Après deux apparitions au Monte-Carlo et en Suède, Pierre-Louis Loubet a lancé sa première saison complète en championnat du monde des rallyes. Désormais pilote officiel du team M-Sport, le Corse participe cette année à toutes les manches du calendrier du WRC. Un sacré défi à relever qui passe notamment par la découverte de certaines épreuves. Ce sera le cas au Mexique, du 16 au 19 mars.

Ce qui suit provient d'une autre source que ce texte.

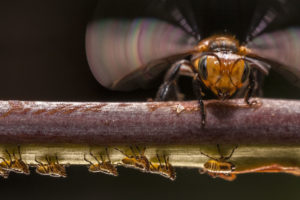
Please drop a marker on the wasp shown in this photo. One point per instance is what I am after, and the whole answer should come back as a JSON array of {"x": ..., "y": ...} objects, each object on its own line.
[
  {"x": 219, "y": 167},
  {"x": 16, "y": 164},
  {"x": 52, "y": 168},
  {"x": 129, "y": 53},
  {"x": 165, "y": 169},
  {"x": 104, "y": 166},
  {"x": 138, "y": 161}
]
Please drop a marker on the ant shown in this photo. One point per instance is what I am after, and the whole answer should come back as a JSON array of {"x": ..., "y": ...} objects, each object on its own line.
[
  {"x": 53, "y": 168},
  {"x": 166, "y": 170},
  {"x": 139, "y": 161},
  {"x": 104, "y": 166},
  {"x": 17, "y": 165},
  {"x": 219, "y": 167}
]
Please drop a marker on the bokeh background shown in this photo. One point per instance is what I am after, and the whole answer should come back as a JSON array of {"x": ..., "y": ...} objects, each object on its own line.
[{"x": 42, "y": 57}]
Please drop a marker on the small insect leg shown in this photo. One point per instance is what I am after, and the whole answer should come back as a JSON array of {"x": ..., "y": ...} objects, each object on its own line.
[
  {"x": 228, "y": 157},
  {"x": 160, "y": 165},
  {"x": 132, "y": 151},
  {"x": 198, "y": 92},
  {"x": 95, "y": 157},
  {"x": 8, "y": 155},
  {"x": 207, "y": 155},
  {"x": 251, "y": 86},
  {"x": 107, "y": 154},
  {"x": 84, "y": 157},
  {"x": 122, "y": 152}
]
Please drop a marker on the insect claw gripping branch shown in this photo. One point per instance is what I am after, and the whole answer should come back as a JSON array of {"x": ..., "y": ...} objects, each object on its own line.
[{"x": 177, "y": 134}]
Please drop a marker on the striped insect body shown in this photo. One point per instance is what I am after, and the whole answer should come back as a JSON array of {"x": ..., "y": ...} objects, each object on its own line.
[
  {"x": 51, "y": 168},
  {"x": 219, "y": 167},
  {"x": 136, "y": 160},
  {"x": 163, "y": 167},
  {"x": 102, "y": 166},
  {"x": 14, "y": 164}
]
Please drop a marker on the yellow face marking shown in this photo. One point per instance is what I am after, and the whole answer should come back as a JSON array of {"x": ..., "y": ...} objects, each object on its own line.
[
  {"x": 222, "y": 75},
  {"x": 237, "y": 72}
]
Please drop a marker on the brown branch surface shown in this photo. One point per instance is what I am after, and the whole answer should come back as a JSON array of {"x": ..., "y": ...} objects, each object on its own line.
[{"x": 229, "y": 122}]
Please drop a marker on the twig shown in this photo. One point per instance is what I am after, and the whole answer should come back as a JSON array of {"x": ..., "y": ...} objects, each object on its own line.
[{"x": 228, "y": 122}]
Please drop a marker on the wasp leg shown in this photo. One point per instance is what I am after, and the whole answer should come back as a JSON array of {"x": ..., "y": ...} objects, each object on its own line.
[
  {"x": 228, "y": 157},
  {"x": 250, "y": 90},
  {"x": 169, "y": 90},
  {"x": 198, "y": 92},
  {"x": 160, "y": 165}
]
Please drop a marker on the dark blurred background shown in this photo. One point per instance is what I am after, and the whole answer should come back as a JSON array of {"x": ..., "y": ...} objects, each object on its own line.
[{"x": 42, "y": 57}]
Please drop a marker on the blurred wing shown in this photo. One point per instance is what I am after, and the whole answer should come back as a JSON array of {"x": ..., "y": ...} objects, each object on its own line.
[
  {"x": 282, "y": 49},
  {"x": 126, "y": 54},
  {"x": 178, "y": 12},
  {"x": 272, "y": 15}
]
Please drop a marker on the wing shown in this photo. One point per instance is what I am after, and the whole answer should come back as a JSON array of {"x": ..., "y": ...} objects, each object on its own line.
[
  {"x": 274, "y": 37},
  {"x": 126, "y": 54},
  {"x": 282, "y": 50}
]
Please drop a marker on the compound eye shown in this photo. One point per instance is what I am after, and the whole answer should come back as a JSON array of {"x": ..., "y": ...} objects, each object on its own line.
[
  {"x": 202, "y": 67},
  {"x": 246, "y": 72}
]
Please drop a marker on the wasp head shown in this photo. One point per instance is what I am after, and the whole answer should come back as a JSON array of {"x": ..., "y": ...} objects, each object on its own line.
[{"x": 222, "y": 72}]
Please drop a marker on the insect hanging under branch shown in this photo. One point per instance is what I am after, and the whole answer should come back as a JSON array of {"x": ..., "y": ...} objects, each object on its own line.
[
  {"x": 104, "y": 166},
  {"x": 219, "y": 167},
  {"x": 129, "y": 53}
]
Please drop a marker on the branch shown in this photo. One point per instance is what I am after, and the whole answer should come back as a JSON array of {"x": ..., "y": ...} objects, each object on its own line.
[
  {"x": 228, "y": 122},
  {"x": 267, "y": 135}
]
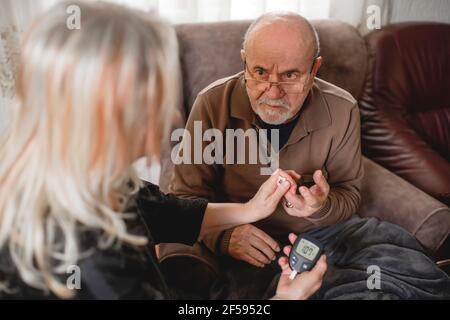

"Je viens de rentrer du sud de l’Espagne." Jeudi dernier, Pierre-Louis Loubet a passé sa journée à rouler sur des routes en terre similaires à celles qu’il va découvrir mi-mars au rallye du Mexique. "On a fait des tests afin de régler au mieux la voiture pour cette manche qui se déroulera entre 2000 et 2500 mètres d’altitude."
Avant de s'envoler pour le Mexique le week-end prochain, le pilote porto-vecchiais continue de peaufiner sa préparation physique et mentale. "À ce niveau-là, il faut être au top dans tous les domaines", explique le jeune homme de 26 ans, qui effectue sa deuxième saison en championnat du monde WRC avec la Ford Puma du team M-Sport.
Cependant, l'an passé, le natif de Bastia n'avait pas pris le départ de toutes les épreuves du calendrier de la catégorie reine.
Cette année, son rythme et son statut ont changé. Désormais pilote officiel du team britannique, Pierre-Louis Loubet participe cette fois aux 13 manches du WRC. Une saison complète qui nécessite une certaine préparation. Sur et en dehors des routes.
Entre une session d'essais en Espagne et une séance de sport près de Paris, il a répondu aux questions de France 3 Corse. Interview.
"Je pense avoir passé un cap en vitesse de pointe"
France 3 Corse : vous avez commencé l'année en abandonnant au Monte-Carlo avant de terminer sixième sur les routes enneigées de Suède, où vous avez marqué vos 8 premiers points de la saison. Comment analysez-vous ces deux premiers mois en tant que pilote officiel ?
Pierre-Louis Loubet : En termes de résultat, on n’a pas marqué de points au Monte-Carlo, ce qui n’est pas optimal. En Suède, pour une première participation là-bas, on a fait un bon rallye. Il manquait juste un poil de performance.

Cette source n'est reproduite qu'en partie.